De algunos conciliábulos surgió la especie de que Felipe González era un adicto a los corticoides, lo que explicaba, según se decía, su aspecto embotado y la hinchazón de su rostro; se extendió la falsa certeza de que José Borrell era homosexual y hasta se le buscó un novio torero, circunstancia de la que el propio político se burlaría en un consejo de ministros; se argumentó otra supuesta homosexualidad, la de Mariano Rajoy, tomando como fuente de autoridad al propio Manuel Fraga y su recomendación de que se casara rápidamente si quería llegar a algo en política; finalmente, los creadores de chismes no dudaron en atribuir una aventura extramatrimonial a José María Aznar con Cayetana Guillén Cuervo, bulo cuya dimensión obligó a la actriz a un desmentido rotundo.

La perversión en la que se ha instalado cierto periodismo amenaza con convertir la vida pública en una versión paniaguada del Aquí hay tomate. Estas prácticas deben escandalizar tanto como lo han hecho atropellos similares en los que se han visto envueltos los propios periodistas, algunos tan manifiestos como el video sexual grabado al director de El Mundo o la alusión a las pérdidas de aceite que el ex ministro José Luis Corcuera le dedicó a Pablo Sebastián y por la que fue condenado.

Mientras no se presente beodo en una rueda de prensa, a Maragall cabe criticarle por su política, por haber transformado un gobierno que pretendía ser de izquierdas en un delirio nacionalista, por haber dividido a su propio partido, o por cualesquiera de sus actos al frente de la Generalitat, incluido tomar café con Carod-Rovira. Lo que resulta inadmisible es asociar su comportamiento a los perniciosos efectos de los vahos del tempranillo y la garnacha, siempre supuestos e injuriosos.

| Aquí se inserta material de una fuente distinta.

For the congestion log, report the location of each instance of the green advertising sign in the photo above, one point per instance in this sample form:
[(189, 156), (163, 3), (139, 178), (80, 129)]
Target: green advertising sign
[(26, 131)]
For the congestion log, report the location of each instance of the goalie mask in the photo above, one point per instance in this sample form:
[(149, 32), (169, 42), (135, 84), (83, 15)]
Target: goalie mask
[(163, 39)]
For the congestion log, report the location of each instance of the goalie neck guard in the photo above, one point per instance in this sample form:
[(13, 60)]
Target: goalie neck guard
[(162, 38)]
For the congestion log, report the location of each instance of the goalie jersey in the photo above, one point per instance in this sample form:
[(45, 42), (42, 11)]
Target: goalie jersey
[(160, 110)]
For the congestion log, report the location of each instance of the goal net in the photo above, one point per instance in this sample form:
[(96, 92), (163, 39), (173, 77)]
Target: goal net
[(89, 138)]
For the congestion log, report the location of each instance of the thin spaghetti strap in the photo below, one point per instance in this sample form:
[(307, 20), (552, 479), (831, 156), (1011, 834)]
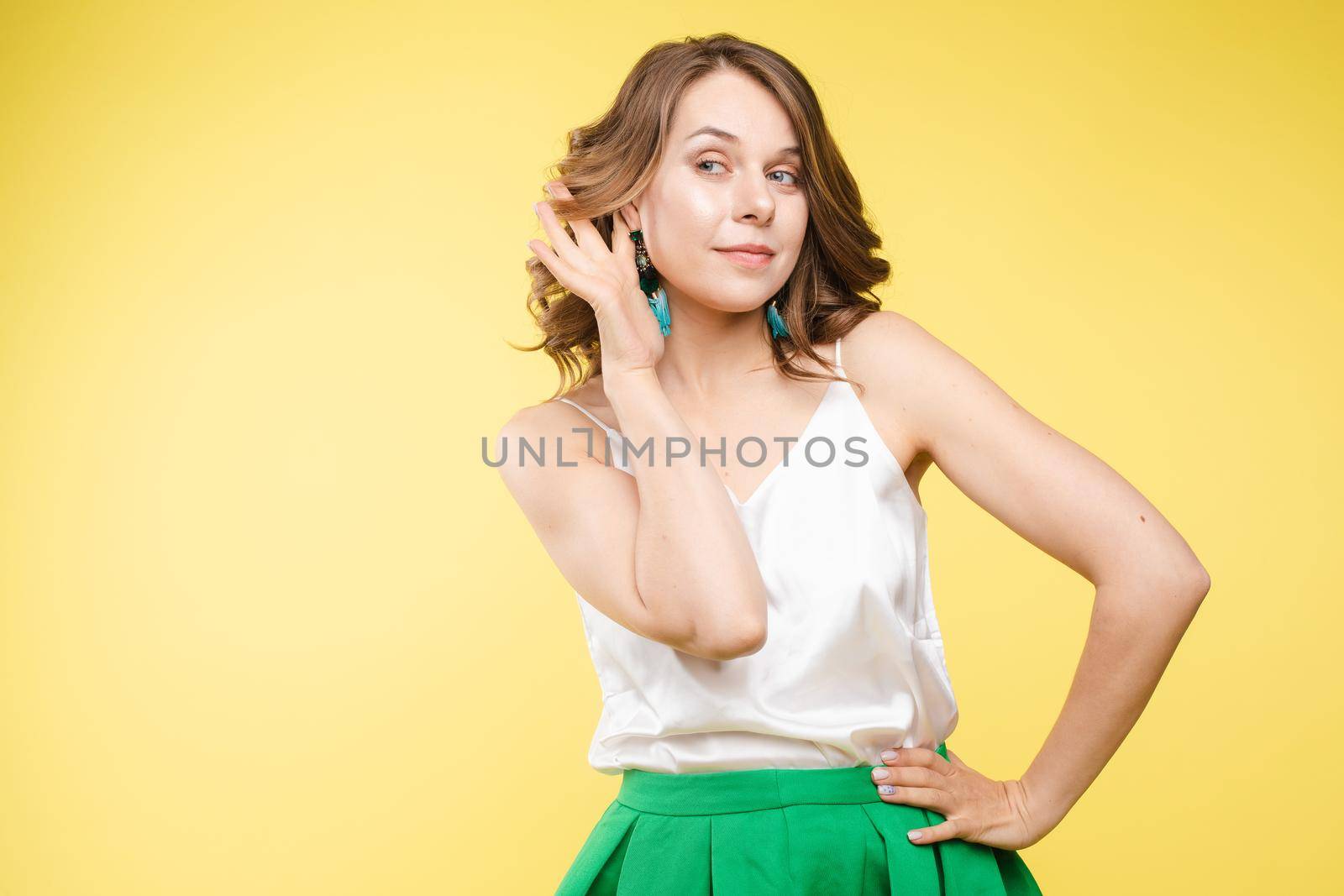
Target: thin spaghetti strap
[(591, 416)]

Corren tiempos difíciles para Maragall y para el periodismo. Estamos, según el presidente del Tribunal Supremo, Francisco José Hernando, ante la tercera guerra mundial, un momento en la historia de la humanidad en el que está justificado vaciar el cargador de una pistola en la cabeza de una brasileño si lleva gabardina. Lo inaudito es que nadie haya propuesto todavía hacer a este juez la prueba de la alcoholemia.

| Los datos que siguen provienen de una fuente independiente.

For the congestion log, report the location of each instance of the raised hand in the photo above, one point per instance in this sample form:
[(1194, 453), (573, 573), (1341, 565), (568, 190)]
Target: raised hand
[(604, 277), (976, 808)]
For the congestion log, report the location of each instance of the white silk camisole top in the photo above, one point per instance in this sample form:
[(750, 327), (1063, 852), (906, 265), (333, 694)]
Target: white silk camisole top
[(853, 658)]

A Pasqual Maragall le colgaron hace años el sambenito de una supuesta y desmedida afición por el alcohol. De su fama son responsables ciertos periodistas, forjadores de la leyenda de que el presidente de la Generalitat empina el codo más de lo conveniente. Desde entonces han sido habituales los comentarios jocosos que vinculaban sus sonrojamientos nasales con el morapio y sus atropellamientos verbales con la malta destilada. Los vilipendios, siempre privados, se han tornado públicos, ahora que algunos medios incrementan sus ataques contra el tripartito que gobierna Cataluña en la recta final de la negociación del Estatuto. A Maragall se le han hinchado las narices sin necesidad de espirituosos y ha presentado una querella contra la COPE y contra el director de La Linterna, César Vidal, por una parodia que le presentaba, Fray Josefo interpuesto, como un dipsómano. Tanta zafiedad no es admisible ni en las tabernas.